La pomme de terre, considérations sur les propriétés médicamenteuses, nutritives et chimiques de cette plante/10


CHAPITRE X.

SACCHARIFICATION DE LA FECULE DE POMMES DE TERRE PAR L’ACIDE SULFURIQUE.


Considérations préparatoires.


La saccharification de la fécule de pommes de terre s’est bornée jusqu’à ce jour à livrer au commerce une substance sucrée, uniquement destinée à la distillation alcoolique et à la confection des bières qui se consomment dans les provinces du Nord. On a en vain cherché à en obtenir un sirop propre à être employé dans les pharmacies et chez les confiseurs, en remplacement du sucre de la canne : ce sirop, toujours fangeux, couleur de mélasse, d’un goût détestable, mêlé d’amertume, et d’une odeur tout-à-fait repoussante, ayant d’ailleurs les défauts de perdre de sa densité par le contact de l’air, et de se convertir, dans les temps humides, en une masse solide analogue au miel et à l’huile d’olive, a sans cesse été rejeté comme ne pouvant remplir l’objet de sa destination.

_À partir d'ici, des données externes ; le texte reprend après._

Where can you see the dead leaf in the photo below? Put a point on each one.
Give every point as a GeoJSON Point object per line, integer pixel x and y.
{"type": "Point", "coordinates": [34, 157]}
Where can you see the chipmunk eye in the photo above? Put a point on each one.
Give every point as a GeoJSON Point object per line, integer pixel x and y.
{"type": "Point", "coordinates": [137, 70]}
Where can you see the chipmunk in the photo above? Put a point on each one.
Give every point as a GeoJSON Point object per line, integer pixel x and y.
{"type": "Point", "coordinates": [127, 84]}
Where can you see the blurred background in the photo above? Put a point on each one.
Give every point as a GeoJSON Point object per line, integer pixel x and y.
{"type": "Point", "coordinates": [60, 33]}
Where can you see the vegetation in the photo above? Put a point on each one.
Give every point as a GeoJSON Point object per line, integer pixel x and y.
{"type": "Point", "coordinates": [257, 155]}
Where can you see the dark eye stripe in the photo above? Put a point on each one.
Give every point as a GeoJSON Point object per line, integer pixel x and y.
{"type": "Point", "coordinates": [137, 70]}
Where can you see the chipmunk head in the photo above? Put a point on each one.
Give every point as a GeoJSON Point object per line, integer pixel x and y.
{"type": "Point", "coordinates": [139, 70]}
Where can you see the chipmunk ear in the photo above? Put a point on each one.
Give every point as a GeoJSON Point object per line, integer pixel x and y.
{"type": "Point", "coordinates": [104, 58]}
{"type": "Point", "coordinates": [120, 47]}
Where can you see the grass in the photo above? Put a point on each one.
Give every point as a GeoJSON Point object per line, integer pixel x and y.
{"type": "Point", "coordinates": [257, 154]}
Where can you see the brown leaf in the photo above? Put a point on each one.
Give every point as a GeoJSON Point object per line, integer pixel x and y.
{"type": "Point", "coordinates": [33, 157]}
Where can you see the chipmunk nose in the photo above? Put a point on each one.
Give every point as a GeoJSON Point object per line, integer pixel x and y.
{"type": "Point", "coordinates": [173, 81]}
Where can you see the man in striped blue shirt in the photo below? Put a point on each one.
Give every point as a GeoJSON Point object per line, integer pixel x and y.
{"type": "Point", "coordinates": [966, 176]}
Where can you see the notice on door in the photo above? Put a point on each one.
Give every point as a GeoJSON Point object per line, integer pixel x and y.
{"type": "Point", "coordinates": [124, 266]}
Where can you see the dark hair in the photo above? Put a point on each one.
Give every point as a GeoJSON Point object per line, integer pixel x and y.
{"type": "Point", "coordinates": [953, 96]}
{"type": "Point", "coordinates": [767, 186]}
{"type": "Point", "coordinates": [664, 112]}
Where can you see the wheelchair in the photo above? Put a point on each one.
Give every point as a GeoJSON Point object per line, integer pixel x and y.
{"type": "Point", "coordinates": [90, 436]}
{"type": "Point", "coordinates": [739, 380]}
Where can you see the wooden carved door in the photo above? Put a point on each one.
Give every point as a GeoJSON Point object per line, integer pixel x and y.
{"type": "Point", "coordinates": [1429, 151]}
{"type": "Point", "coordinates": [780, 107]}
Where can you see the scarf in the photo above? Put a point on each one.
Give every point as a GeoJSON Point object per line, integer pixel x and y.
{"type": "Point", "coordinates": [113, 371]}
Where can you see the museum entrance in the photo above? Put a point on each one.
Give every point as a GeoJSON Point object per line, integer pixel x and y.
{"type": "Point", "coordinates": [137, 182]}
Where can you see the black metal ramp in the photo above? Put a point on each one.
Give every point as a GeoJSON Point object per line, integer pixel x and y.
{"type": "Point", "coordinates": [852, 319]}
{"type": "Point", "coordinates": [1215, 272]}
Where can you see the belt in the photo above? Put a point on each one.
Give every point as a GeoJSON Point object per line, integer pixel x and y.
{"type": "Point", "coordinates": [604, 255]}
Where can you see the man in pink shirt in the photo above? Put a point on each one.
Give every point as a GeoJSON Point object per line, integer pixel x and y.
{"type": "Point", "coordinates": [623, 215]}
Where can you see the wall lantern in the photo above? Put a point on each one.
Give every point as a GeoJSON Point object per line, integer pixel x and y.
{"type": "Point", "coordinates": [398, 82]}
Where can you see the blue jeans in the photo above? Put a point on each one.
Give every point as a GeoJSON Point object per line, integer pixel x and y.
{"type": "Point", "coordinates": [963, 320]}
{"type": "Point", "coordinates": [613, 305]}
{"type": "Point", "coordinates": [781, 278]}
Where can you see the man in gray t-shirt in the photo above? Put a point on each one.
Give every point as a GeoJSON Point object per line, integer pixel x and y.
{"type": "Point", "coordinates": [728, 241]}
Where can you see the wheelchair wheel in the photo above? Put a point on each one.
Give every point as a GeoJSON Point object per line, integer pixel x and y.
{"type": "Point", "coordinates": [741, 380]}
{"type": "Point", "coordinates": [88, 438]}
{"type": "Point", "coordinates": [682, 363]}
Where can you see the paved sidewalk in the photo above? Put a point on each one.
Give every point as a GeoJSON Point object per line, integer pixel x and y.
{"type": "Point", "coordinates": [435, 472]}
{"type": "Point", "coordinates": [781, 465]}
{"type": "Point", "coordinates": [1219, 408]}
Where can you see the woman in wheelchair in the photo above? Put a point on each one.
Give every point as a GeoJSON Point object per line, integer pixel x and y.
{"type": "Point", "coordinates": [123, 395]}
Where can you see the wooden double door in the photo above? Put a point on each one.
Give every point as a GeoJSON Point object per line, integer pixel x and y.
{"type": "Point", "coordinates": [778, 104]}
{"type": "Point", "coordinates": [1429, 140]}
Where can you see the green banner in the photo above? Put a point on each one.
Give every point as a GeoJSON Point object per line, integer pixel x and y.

Après avoir pendant long-temps fait tous mes efforts pour corriger ces imperfections, j’étais enfin parvenu, en 1825, à le rendre blanc, transparent, d’un bon goût et d’une odeur qui n’offrait rien de désagréable. Il fut, dans cet état, soumis aux lumières du célèbre M. Vauquelin, qui n’hésita pas à lui donner la préférence sur tous ceux qu’on lui avait présentés jusqu’alors. Cependant il perdait de degrés par son exposition aux influences de l’air, et formait la masse dès l’instant où l’atmosphère changeait de température (vers la fin du mois de septembre). L’observation en fut faite à ce savant chimiste, qui crut à la possibilité de corriger le premier de ces défauts, mais qui déclara qu’on ne l’empêcherait jamais de se solidifier dans les temps humides ; que cette espèce de congélation était naturelle à ce sucre comme à ceux de miel et de raisin.

Mes investigations scrupuleuses et réitérées m’ont néanmoins obtenu le triomphe, et ces deux défauts ont disparu, au point que le sirop de fécule, exposé à l’air, prend de la densité au lieu d’en perdre, et garde une limpidité parfaite, même au milieu des froids les plus rigoureux.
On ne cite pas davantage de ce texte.